Notably, this style lacks narrative, a characteristic that separates Balanchine’s work, not only from the traditional ballets of Imperial Russia, but also from the work of many of his early-mid 20th century contemporaries. As White explains, Balanchine is known for abstract ballet – there’s no story, it’s just the music and the dancing. As an audience member, you don’t have to try and understand it, it’s an experience. It’s music made visible.”

Then Balanchine takes the rules of classical ballet and bends them, almost to breaking point, to create a style that is ballet with a twist, figuratively and literally. As White elaborates, Balanchine’s style often plays with spiralling the torso, borrowing from the jazz genre to reject the regimented square hip and shoulder lines of classical ballet. No longer are the legs religiously turned out, says White. “Sometimes the dancers are in parallel position, sometimes their knees are bent, even on pointe. There’s no stop, prepare, move and pose. It’s just flow, constant flow.”

Balanchine’s move to America had a huge influence on his choreographic style. “Balanchine fell in love with the energy, the drive of Americans, the fact that everything was big and bright, and there was space,” White says. “He choreographed a ballet to the Sousa marches, called Stars and Stripes, because he said that Americans would march down the street, they had this sense of purpose and energy.”

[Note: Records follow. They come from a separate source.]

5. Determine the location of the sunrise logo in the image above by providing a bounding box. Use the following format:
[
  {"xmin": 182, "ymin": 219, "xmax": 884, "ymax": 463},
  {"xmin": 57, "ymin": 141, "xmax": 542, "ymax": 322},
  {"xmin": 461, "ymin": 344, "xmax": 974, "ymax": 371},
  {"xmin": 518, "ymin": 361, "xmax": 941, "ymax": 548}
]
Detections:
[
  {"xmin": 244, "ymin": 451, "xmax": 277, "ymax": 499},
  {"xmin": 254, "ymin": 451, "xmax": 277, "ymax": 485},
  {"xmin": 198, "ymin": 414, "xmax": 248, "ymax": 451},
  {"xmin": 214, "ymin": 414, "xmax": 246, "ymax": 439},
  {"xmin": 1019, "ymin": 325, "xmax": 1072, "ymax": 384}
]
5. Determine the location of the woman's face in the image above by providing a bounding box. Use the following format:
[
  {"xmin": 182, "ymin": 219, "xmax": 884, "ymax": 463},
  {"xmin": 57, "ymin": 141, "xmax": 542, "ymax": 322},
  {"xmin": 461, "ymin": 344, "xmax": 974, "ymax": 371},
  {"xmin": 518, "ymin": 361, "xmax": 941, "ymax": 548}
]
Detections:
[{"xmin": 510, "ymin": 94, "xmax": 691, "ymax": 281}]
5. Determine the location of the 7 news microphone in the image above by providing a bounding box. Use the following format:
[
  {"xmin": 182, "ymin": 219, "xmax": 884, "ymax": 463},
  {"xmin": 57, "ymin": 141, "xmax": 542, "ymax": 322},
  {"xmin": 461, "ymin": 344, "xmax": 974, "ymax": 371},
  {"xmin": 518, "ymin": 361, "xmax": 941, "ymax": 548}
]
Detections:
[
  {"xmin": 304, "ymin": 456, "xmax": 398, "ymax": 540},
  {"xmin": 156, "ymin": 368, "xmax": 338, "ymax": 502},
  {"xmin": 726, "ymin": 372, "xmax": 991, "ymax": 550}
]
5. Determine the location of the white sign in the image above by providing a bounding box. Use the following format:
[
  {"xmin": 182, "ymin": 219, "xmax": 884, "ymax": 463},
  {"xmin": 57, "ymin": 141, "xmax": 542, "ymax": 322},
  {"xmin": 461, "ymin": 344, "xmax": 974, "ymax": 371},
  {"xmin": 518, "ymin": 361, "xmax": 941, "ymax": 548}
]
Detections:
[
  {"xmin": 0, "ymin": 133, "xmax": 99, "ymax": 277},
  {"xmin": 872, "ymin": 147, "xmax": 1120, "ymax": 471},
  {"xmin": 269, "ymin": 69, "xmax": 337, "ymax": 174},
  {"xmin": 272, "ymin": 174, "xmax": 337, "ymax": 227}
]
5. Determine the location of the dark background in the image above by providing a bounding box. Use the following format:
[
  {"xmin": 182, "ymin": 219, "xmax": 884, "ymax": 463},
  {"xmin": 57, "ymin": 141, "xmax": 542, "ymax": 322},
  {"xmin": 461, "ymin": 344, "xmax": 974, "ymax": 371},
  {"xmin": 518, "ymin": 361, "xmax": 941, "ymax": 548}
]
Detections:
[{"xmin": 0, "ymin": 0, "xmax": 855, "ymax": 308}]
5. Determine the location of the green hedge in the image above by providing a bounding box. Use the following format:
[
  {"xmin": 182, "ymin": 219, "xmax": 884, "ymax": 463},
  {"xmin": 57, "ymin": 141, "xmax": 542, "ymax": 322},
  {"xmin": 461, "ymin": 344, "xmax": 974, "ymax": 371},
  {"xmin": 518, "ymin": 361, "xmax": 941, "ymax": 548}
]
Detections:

Balanchine believed in dance as entertainment, recalls White. “Balanchine always said, ‘People don’t come to the theatre to see how miserable their lives are. They come to the theatre to be entertained, they come to be transported’.” The ballet Who Cares, part of the Perth season and choreographed to some of Gershwin’s most popular songs, exemplifies this desire, she observes. “One of Balanchine’s favourite dancers was Fred Astaire. I always tell my dancers that if they want to understand Who Cares, they need to watch Fred Astaire. It’s all about New York, that energy. It’s positive, it’s exhilarating. Who Cares is just full-on entertainment.”

Balanchine’s ballets are also known for being technically challenging. Given the high level of skill required to dance a Balanchine ballet, I’m surprised to learn about Balanchine’s personality as a director.

“Balanchine gave his dancers the freedom to be themselves within the choreography,” relates White. “Even in Concerto Barocco, which is very precise and mathematical, I want all of the dancers, including the corps de ballet, to respond to the music in a personal way. It really brings a look to a ballet, when everybody is out there dancing for joy. Balanchine gave us that freedom.” Concerto Barocco is also on the “Embraceable You” menu.

Balanchine’s approach to his dancers was also generous, says White. “He allowed us to take risks. In Who Cares, for example, there’s a jumping girl, a turning girl and a girl who does a Romantic pas de deux. If there was a ballerina who had trouble with turns, he’d put her out there as the turning girl. Even if she was falling off her turns, he’d keep putting her out there, night after night, until she got it. That was the selflessness of Balanchine… that’s why people who danced with him became such multi-faceted dancers. If something scared you, he made you face your fears.”

Embraceable You: A Celebration of Balanchine is at His Majesty’s Theatre from May 15-30.